As a reminder, chickenpox is a vaccine-preventable disease. The two doses of the vaccine are given between 12-15 months of age and again at 4 years. We encourage all children to be vaccinated against chickenpox.”

PinnacleHealth’s Heritage Pediatrics has seen a surge in swimmer’s ear.

“This is an infection of the ear canal and in the summer is often by water-logged ears after swimming,” Dr. Kathleen Zimmerman said. “Over the counter swimmers ear drops are only helpful for prevention. They should be used after swimming and after drying the ears out with a towel. Most of these have rubbing alcohol that dries the ear canal out.”

Zimmerman said once the ear is infected, however, it can only be treated with prescription drops.

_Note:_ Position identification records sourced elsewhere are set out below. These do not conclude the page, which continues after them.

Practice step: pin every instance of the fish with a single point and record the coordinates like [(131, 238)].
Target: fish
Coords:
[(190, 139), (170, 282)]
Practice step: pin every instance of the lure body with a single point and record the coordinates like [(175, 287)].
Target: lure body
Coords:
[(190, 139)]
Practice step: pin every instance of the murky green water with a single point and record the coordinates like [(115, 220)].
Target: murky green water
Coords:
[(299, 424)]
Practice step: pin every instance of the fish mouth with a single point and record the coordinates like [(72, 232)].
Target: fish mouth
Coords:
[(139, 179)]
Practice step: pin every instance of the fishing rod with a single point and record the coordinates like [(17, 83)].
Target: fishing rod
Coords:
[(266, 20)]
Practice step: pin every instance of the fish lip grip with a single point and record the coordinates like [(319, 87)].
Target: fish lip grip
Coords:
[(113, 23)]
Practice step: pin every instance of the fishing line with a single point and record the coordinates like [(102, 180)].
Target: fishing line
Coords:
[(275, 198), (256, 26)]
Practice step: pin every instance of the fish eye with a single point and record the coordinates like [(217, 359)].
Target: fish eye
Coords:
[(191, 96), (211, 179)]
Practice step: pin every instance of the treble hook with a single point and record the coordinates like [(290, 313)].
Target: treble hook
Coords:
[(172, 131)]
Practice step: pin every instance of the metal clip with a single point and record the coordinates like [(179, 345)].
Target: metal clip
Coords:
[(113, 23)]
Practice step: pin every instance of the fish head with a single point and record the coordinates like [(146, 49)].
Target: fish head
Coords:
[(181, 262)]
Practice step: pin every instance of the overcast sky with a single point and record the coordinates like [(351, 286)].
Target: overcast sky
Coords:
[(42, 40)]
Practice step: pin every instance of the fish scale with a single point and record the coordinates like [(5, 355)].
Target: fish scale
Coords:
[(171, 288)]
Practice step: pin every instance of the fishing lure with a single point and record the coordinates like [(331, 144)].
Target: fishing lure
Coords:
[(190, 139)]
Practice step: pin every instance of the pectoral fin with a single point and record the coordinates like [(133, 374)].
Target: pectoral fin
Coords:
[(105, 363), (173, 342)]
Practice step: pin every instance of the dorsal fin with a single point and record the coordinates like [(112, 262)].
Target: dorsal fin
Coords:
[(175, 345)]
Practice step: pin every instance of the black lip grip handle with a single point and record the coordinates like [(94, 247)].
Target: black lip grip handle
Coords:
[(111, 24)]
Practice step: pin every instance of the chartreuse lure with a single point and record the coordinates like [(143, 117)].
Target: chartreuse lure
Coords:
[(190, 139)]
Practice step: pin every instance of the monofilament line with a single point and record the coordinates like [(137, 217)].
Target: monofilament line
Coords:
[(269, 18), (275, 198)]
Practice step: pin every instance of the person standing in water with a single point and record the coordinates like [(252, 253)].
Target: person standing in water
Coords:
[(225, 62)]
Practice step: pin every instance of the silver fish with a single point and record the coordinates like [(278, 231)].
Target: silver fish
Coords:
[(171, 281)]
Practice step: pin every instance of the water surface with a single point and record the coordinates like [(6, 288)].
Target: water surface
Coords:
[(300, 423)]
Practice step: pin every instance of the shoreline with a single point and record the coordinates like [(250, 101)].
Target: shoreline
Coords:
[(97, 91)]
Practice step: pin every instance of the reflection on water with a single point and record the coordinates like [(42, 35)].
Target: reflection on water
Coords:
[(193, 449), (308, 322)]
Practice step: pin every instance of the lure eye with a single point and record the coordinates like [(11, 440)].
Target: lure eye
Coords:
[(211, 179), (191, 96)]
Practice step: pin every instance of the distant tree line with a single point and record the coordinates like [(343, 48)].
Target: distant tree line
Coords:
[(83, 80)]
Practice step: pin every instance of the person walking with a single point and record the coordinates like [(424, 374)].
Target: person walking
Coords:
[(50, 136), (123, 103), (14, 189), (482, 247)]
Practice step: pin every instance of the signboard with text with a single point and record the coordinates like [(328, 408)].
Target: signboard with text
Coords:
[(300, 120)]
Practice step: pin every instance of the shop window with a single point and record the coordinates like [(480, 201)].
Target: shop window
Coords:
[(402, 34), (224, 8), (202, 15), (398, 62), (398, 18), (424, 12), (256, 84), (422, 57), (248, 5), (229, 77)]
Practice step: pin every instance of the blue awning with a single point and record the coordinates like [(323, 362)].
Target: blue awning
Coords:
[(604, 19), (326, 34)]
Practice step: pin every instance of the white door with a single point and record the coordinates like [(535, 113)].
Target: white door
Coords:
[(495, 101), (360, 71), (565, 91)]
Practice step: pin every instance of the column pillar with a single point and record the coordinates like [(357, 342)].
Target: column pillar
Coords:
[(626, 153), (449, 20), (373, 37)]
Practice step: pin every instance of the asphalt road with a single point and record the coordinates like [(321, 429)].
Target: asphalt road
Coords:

“Patients will have exquisite tenderness when the outer ear is pulled or pushed on,” she said. “The ear canal can look red and swollen and can have wet discharge draining from it.
Visit your doctor when these symptoms are noted.”

This week, WellSpan Medical Group providers are continuing to report that pollen levels are decreasing across the area, although those with allergies to grass pollen may still be having symptoms.

With the recent summer heat, WellSpan Medical Group providers want to remind everyone to stay hydrated to avoid possibly dangerous dehydration. They recommend making sure to have drinking water available if outdoors, keeping cool or limiting time outdoors during hot days, and for those who participate in sports or other outdoor activities, to consider a sports drink to replace electrolytes. However, they say those with diabetes should keep a close eye on the sports drink’s sugar content.

The pediatricians at Penn State Children’s Hospital are seeing a number of respiratory tract infections. They also report swimmer’s ear and common summertime injuries, including bumps, bruises and splinters.

Providers in Hershey are reporting a decrease in hand, foot and mouth cases.

Medical experts at Summit urgent cares and walk-in clinics in Franklin and Cumberland counties report a continued influx of patients who have been bitten by ticks.

Providers there offer this advice:

“Summer is a great time to enjoy outdoor fun with family and friends, but it’s important to protect yourselves from tick bites.

Remember to “Spray Before You Play” with an EPA-registered insect repellent containing DEET, especially if you plan to be in grassy or wooded areas. You can provide yourself and your little ones with added protection by wearing a lightweight, long-sleeved shirt and long pants, when possible. Tuck shirts into pants and pants into close-toed shoes.

When you’ve returned inside, check skin carefully for ticks and continue to watch for signs of a tick bite, since a rash can appear up to 2 or 3 weeks after the bite has occurred. If you or your little ones develop a rash or flu-like symptoms, or you have any concerns, contact your provider for an appointment.”